Hope that clarifies.

reporider commented 5 years ago

@felix-johnny I am using from the subset of arm_fully_connected_q7/15() or arm_fully_connected_q7/15_opt() functions as you said.

Also in the CNN model (4 CNN layers followed by 2 fully connected layers), the 8-bit CNN model has a run-time of 297ms and 16-bit CNN model has a run-time of 655ms. Can you clarify this confusion as the 8-bit model has less run-time compared to 16-bit model unlike the previous model with only fully connected layers? I use the following functions in CNN model

->arm_convolve_HWC_q7/q15_fast_nonsquare() ->arm_fully_connected_q7/15()

felix-johnny commented 5 years ago

@reporider I did a quick check on the cycles for arm_convolve_HWC_q7/q15_fast_nonsquare() using a tensor of size 16x16x32 ; kernel of size 4x4x32x32; output size of 13x13x32 and using ARM Compiler 6 @ -02 optimization level on Cortex M7 target(ST Nucleo board). The q7 version was relatively slower(~30 %) than the q15 version. They use differing variants of im2col optimization technique and is fair to say that won't match in terms of cycles consumed.

With the details provided, I am not sure why see a lower performance for the 16 bit version. You could profile the functions one at a time and check.
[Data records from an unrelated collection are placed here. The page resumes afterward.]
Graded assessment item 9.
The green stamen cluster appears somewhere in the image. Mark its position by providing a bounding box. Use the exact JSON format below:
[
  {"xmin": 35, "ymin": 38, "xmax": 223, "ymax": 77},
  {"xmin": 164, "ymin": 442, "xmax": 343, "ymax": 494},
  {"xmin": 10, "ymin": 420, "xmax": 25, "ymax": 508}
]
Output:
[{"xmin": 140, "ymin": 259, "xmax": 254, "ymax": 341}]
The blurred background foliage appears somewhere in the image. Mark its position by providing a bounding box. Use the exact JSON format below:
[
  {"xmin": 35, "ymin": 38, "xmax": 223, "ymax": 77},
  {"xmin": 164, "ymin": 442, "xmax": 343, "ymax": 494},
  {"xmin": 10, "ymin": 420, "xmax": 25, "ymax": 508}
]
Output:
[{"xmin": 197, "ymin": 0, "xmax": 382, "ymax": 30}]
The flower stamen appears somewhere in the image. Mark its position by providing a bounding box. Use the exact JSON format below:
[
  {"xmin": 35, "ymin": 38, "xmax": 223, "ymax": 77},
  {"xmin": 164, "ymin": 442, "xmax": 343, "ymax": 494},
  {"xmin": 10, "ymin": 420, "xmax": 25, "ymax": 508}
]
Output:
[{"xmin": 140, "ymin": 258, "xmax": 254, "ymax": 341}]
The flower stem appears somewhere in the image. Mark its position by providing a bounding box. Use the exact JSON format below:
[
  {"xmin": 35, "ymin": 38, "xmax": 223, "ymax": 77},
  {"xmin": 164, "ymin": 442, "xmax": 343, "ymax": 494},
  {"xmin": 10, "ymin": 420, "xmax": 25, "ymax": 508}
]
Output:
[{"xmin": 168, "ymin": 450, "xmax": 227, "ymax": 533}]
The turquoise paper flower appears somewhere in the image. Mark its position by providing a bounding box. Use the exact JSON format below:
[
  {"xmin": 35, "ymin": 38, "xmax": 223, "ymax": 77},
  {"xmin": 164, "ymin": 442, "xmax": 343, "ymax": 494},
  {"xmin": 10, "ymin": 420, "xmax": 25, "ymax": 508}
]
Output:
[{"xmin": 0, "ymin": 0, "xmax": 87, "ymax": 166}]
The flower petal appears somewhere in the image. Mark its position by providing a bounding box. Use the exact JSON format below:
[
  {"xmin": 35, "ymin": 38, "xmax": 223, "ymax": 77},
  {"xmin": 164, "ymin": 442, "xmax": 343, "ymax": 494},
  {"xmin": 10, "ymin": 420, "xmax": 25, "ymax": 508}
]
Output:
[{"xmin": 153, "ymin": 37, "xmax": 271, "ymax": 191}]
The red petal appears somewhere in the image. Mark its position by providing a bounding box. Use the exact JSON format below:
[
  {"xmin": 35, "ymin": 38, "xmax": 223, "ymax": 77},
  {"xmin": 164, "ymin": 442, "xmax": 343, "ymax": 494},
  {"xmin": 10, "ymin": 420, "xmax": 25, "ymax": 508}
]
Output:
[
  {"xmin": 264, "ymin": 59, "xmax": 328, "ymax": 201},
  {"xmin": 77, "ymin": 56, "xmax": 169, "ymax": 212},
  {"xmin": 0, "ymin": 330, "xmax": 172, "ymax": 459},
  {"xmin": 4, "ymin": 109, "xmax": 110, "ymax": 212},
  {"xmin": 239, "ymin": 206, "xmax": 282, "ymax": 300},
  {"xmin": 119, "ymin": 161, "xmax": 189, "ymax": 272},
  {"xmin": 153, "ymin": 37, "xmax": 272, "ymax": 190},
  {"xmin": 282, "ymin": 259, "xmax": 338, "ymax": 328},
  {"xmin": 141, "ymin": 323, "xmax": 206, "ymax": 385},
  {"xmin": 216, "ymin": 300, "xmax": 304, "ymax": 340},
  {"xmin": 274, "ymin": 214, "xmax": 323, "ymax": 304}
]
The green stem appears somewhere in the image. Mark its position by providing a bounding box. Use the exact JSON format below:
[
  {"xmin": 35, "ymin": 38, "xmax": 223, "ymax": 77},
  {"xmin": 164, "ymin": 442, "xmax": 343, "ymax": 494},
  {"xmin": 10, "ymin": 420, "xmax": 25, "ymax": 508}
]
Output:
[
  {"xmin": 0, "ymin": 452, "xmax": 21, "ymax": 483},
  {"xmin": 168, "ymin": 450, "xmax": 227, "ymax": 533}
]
But, if you would like us to check, please provide all of the information below.

  1. API calls complete with all arguments. e.g, arm_convolve_HWC_q15_fast_nonsquare( NA, 32, 32 , ...NA, NA) where NA's are the buffers.
  2. Target in use
  3. Compiler version
  4. Compiler optimization level
reporider commented 5 years ago

@felix-johnny Please find the information below and help me to understand runtimes for 8-bit and 16-bit CNN models.

1.API calls and arguments CNN model architecture (API arguments are similar to cifar10 example) arm_convolve_HWC_q7/q15_fast_nonsquare arm_relu_q7/q15 arm_convolve_HWC_q7/q15_fast_nonsquare arm_relu_q7/q15 arm_convolve_HWC_q7/q15_fast_nonsquare arm_relu_q7/q15 arm_convolve_HWC_q7/q15_fast_nonsquare arm_relu_q7/q15 arm_fully_connected_q7/q15 arm_relu_q7/q15 arm_fully_connected_q7/q15 arm_softmax_q7/q15

parameters.h (8-bit/16bit)

define CONV1_IP_DIM_X 22

define CONV1_IP_DIM_Y 1

define CONV1_IP_CH 4

define CONV1_KER_DIM_X 3

define CONV1_KER_DIM_Y 1

define CONV1_PADDING_X 1

define CONV1_PADDING_Y 0

define CONV1_STRIDE_X 1

define CONV1_STRIDE_Y 1

define CONV1_OUT_CH 128

define CONV1_OUT_DIM_X 22

define CONV1_OUT_DIM_Y 1

define CONV2_IP_DIM_X 22

define CONV2_IP_DIM_Y 1

define CONV2_IP_CH 128

define CONV2_KER_DIM_X 3

define CONV2_KER_DIM_Y 1

define CONV2_PADDING_X 1

define CONV2_PADDING_Y 0

define CONV2_STRIDE_X 1

define CONV2_STRIDE_Y 1

define CONV2_OUT_CH 64

define CONV2_OUT_DIM_X 22

define CONV2_OUT_DIM_Y 1

define CONV3_IP_DIM_X 22

define CONV3_IP_DIM_Y 1

define CONV3_IP_CH 64

define CONV3_KER_DIM_X 3

define CONV3_KER_DIM_Y 1

define CONV3_PADDING_X 1

define CONV3_PADDING_Y 0

define CONV3_STRIDE_X 1

define CONV3_STRIDE_Y 1

define CONV3_OUT_CH 32

define CONV3_OUT_DIM_X 22

define CONV3_OUT_DIM_Y 1

define CONV4_IP_DIM_X 22

define CONV4_IP_DIM_Y 1

define CONV4_IP_CH 32

define CONV4_KER_DIM_X 3

define CONV4_KER_DIM_Y 1

define CONV4_PADDING_X 1

define CONV4_PADDING_Y 0

define CONV4_STRIDE_X 1

define CONV4_STRIDE_Y 1

define CONV4_OUT_CH 16

define CONV4_OUT_DIM_X 22

define CONV4_OUT_DIM_Y 1

define IP1_DIM 22116

define IP1_OUT 64

define IP2_DIM 64

define IP2_OUT 13

  1. target - nRF52840(Cortex-M4)
  2. compiler version - V6.10.1
  3. compiler optimization level - Level 0 (-O0)
felix-johnny commented 5 years ago

@reporider Is it this example that you are trying to work out? https://github.com/ARM-software/ML-examples/blob/master/cmsisnn-cifar10/code/m4/nn.cpp

reporider commented 5 years ago

@felix-johnny yes, but the application is not for image classification. Please let me know if you need more information to check runtimes of 8bit/16bit CNN models.